After all these optimizations, the processing time of a 1-minute video has decreased from 13 minutes to 42 seconds. Well, that is already faster than real-time but still not fast enough for us. In fact, all this time we consciously left one optimization in reserve, that is, parallelization. As you certainly know, all modern iOS devices have 2-core CPUs, and this can potentially double your computational power at least if you know how to use them efficiently. In fact, OpenCV already uses some parallelization features, but for video stabilization the support is not extensive enough.
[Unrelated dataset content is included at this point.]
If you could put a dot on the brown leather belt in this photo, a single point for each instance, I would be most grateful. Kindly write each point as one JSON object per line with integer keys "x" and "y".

Video stabilization has turned out to be an interesting problem in context of parallelization. You can see that, for each frame we may want at some point to: read it (that is, to request the next decoded frame from AVAsset reader), downscale it, construct the Gaussian pyramid for it, find features on it (if it is a keyframe), compute the optical flow (between it and the next one) — that’s 5 potential operations for a single frame. The problem is not the count, but the interdependencies between them, which you can see on the scheme:
The scheme shows the operations for a single frame in columns, while the keyframes are marked with the darker background. The arrows connect an operation with the dependent operations. In fact, the distance between keyframes in our case is 8 rather than 6, but the general idea is the same. So, we have lots of operations to do and we have to manage dependencies between them somehow: NSOperationQueue is a perfect fit for the task. We apply a standard scheme: one serial operation queue is used to coordinate the process (i.e., dispatch new operations for the individual frames) and respond to requests from the user (i.e., begin processing, cancel processing, etc.) and another concurrent operation queue is used for all the frame operations. This works great. The only potential issue here is, as the video is processed a tail of processed dependencies is piled up: on the scheme you can see that each compute optical flow operation has most of the previous operations as its dependency in some generation. Such operations remain in memory and can potentially mess some of your plans. However, you can easily remove them if you apply the following code to already processed operations (for example, it is sufficient to apply it to the keyframe read and flow operations):
[gist id=2ffeaa9c81ab9d7d9858b1fcbca589c9]
This solution gives us an almost perfect parallelization: debug shows ~90% of the CPU resources is consumed by our processing code and the other ~10% is used by the system, probably for video decoding.
So after all these optimizations including parallelization, our test with a 1-minute full HD video processing takes 22 seconds only.